Interesting thoughts and questions. For the brands mentioned, IMO Logitech is entry level small room or office sized gear. Nothing outstanding, just ok stuff. Bose is horribly overpriced Junk. Some of their headphones are good but after that...meh. Sony is interesting. Imo, good midrange AVR’s, good solid source gear(blu ray players etc) great displays although a little expensive, and speakers that are pretty good entry to mid range. Klipsch is a little polarizing. Olde speakers have a tendency towards harsh and bright. Nobody can agree on that since speakers are so subjective. The newer RP line seems to have addressed that and sound really good and smooth up top. Usually great value, especially if on sale. There are definitely other options out there. LOTS of them. And none of those brands makes a high quality subwoofer. Of them all Klipsch has a 15” that is pretty good, but that’s about all. Much of this will depend on how much you’re comfortable in spending. One persons 1k budget is another’s 10k. There a lot of good budget options for you to get your feet wet, but this whole thing is a rabbit hole, and very easy to get upgraditis. Due to that, I usually recommend buying at least a little higher quality gear for better performance and longevity.


----------



## theJman (Mar 3, 2012)

FrozenToast said:


> Jumping point brands:
> 
> Logitech, Bose, Sony, and Klipsch?


What made you settle on those brands? As Willis mentioned the first two should be avoided, the third is questionable and the fourth worth considering.

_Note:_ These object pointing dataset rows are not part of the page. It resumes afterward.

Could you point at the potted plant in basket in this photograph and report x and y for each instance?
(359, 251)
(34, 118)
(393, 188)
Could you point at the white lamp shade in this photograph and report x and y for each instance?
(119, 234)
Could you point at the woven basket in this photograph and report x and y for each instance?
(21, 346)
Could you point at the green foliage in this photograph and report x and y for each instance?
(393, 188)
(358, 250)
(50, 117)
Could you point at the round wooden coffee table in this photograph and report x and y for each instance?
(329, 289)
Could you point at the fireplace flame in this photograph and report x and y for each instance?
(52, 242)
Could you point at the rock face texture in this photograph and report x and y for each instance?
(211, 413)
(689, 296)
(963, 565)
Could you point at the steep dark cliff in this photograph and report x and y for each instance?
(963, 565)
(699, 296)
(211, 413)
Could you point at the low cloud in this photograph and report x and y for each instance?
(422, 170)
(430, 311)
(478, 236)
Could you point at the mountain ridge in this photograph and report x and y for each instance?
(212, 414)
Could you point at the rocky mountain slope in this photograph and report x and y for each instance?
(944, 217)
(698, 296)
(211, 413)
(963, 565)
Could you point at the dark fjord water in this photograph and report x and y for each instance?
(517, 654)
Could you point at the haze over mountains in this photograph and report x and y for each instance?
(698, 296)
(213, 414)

Since no one really knows what your specific situation is there are some key questions you'll be asked in order to narrow down the suggestions. Here are a few of them...

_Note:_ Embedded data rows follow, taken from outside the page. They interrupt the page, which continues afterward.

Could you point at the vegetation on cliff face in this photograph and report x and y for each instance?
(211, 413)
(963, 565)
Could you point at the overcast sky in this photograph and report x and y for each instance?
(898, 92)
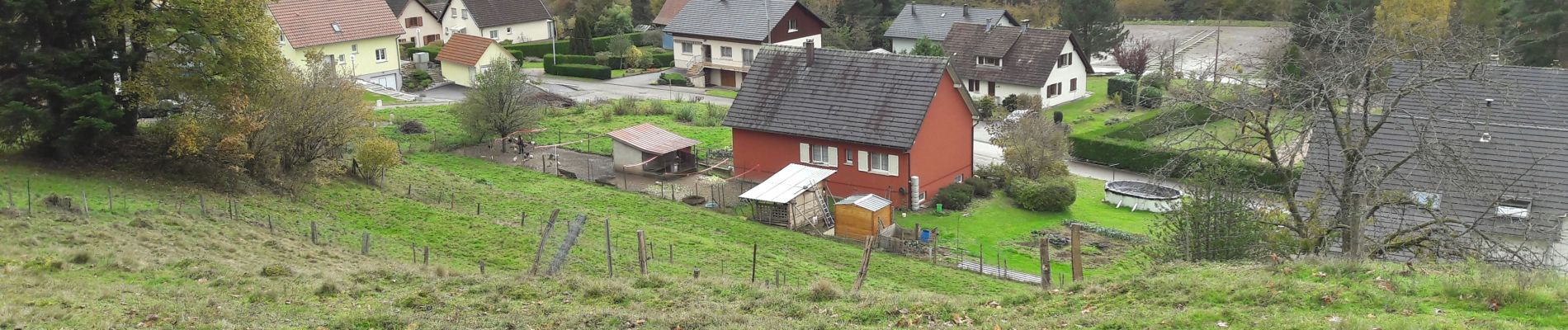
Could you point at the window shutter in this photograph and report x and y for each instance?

What is your budget? You don't want someone talking about a system that costs $10,000 when you only have $1,000.
What are the room dimensions (HWD)? This is the entire contiguous space the system will be installed in, not just the dimensions of the section considered the listening area (typically what occurs in an open floor plan).
What is the usage? Home theater I assume is a large part of it, since you're looking at 5.1, but will there be any gaming or music as well?
Are there any size or appearance restrictions? For example, some people prefer white speakers while most want black or some type of wood. Can the subwoofer be large or does it have to be smaller?


----------



## wakhfol (Nov 28, 2020)

The newer RP line seems to have addressed that and sound really good and smooth up top.






snaptube vidmate word to pdf


----------



## RLouis (Jan 20, 2010)

No reason to buy brand new stuff. There are SO MANY good deals on Craigslist for everything you'd need. Receivers Marantz & Denon the way to go. Onkyos generally less reliable and buggy. Sony, no. Loads of all kinds of speakers. Just look for speakers with rubber woofer surrounds, not foam. Foam disintegrates over the years. Can still get great older brand speakers for give-away prices like Boston Acoustics and Definitive Technology. Stay away from speakers with built in subwoofer-amps.


----------



## T-Dub (Dec 11, 2020)

Yes as theJman stated, please give us more of an outline as to your budget, room info & wants for the system.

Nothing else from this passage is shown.